Chapitre 29.1
Chapitre 29
L'atmosphère était lourde dans l'entrepôt délabré qui allait bientôt se transformer en abattoir. Encadrés par des hommes armés prêts à tirer sur le premier à faire un mouvement, les criminels sentaient que leur fin approchait, d'une manière ou d'une autre.
Gonzalo Erizo et Abu El Kabar avaient protesté à grands cris, réclamant de voir Simon Solovine, mais on les avait ignorés.
Salvatore se trouvait à côté de Daniel Tremblay. Ce dernier était un peu pâle, mais son visage restait impassible. C'est assez admirable, songea Salvatore. Il décida d'engager la conversation :
- J'ai voulu vous tuer quand j'ai découvert que vous aviez une relation avec Astrid.
- J'ai aussi eu envie de vous tuer quand vous m'avez fait croire qu'elle était en stage à Florence, et que j'ai découvert que vous l'aviez mise à la porte en lui réclamant de l'argent.
À l'évocation de ce souvenir, Salvatore jeta un coup d'œil à Lars, un peu plus loin, entre Ernesto et Élie. Daniel suivit son regard.
- Je ne vois pas ce qu'Astrid lui trouve. Il est froid et insensible. L'inverse d'elle, dit-il d'une voix teintée d'amertume.
- C'est vrai, approuva Salvatore. Vous lui correspondez mieux. Je regrette mon comportement, Tremblay. Sincèrement. Il fallait que je vous le dise.
- C'est aussi ma faute. J'aurais dû me battre de toutes mes forces pour elle.
- Nous allons mourir avec des regrets, murmura Salvatore, le cœur lourd.
Tous les deux se souvinrent de la confrontation qu'ils avaient eue, la première fois, quand Salvatore avait lu les messages sur le téléphone d'Astrid et était allé voir Daniel dans sa chambre d'hôtel. Auparavant, l'italien avait enfermé la jeune femme dans sa chambre et glissé une arme dans sa ceinture.
- Je ne vous ai jamais aimé, Tremblay, mais je ne pensais pas que vous étiez assez minable pour profiter de la naïveté d'une jeune fille !

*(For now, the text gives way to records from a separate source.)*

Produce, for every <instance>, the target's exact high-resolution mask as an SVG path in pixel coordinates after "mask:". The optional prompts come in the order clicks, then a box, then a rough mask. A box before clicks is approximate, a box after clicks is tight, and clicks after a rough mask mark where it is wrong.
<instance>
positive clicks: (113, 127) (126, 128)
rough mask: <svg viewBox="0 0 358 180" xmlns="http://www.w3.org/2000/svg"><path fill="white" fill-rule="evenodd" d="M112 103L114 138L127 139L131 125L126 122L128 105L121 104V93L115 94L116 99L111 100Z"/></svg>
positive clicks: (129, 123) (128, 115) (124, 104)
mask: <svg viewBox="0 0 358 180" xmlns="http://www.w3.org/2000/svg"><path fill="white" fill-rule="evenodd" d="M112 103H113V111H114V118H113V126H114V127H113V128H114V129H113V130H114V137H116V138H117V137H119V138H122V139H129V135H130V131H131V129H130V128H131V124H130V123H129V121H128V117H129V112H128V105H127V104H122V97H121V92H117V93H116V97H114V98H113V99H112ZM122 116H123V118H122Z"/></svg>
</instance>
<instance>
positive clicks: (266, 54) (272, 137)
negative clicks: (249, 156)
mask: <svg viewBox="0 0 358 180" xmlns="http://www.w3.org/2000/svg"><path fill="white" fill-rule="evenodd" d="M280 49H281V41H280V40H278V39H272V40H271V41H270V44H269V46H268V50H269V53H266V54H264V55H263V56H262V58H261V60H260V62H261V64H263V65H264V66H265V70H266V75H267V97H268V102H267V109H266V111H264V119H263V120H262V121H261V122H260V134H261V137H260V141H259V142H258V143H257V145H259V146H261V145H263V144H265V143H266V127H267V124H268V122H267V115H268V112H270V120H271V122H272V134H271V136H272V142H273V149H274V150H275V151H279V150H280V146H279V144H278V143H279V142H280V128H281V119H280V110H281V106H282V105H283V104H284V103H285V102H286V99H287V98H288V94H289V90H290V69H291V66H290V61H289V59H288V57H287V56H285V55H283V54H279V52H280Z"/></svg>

Daniel avait fait un pas en arrière en apercevant l'arme, mais avait vertement répliqué :
- Je vous interdis de dire que j'ai abusé d'Astrid !
- Vous n'aviez pas le droit de la toucher !
- Je l'aime, et elle m'aime aussi.
- Non ! Elle s'est amourachée de vous, ce n'est pas la même chose. Mais c'est suffisant pour que vous puissiez lui briser le cœur.
- Astrid m'avait dit que vous ne la compreniez pas, et je vois qu'elle avait raison.
Salvatore avait pointé son pistolet sur Daniel, furieux.
- Je la connais mille fois mieux que vous ! Vous êtes un minable, avait-t-il répété. Vous ne la méritez pas. Vous allez sortir de sa vie !
- Pourquoi ?
Salvatore lui avait jeté un regard rempli de mépris.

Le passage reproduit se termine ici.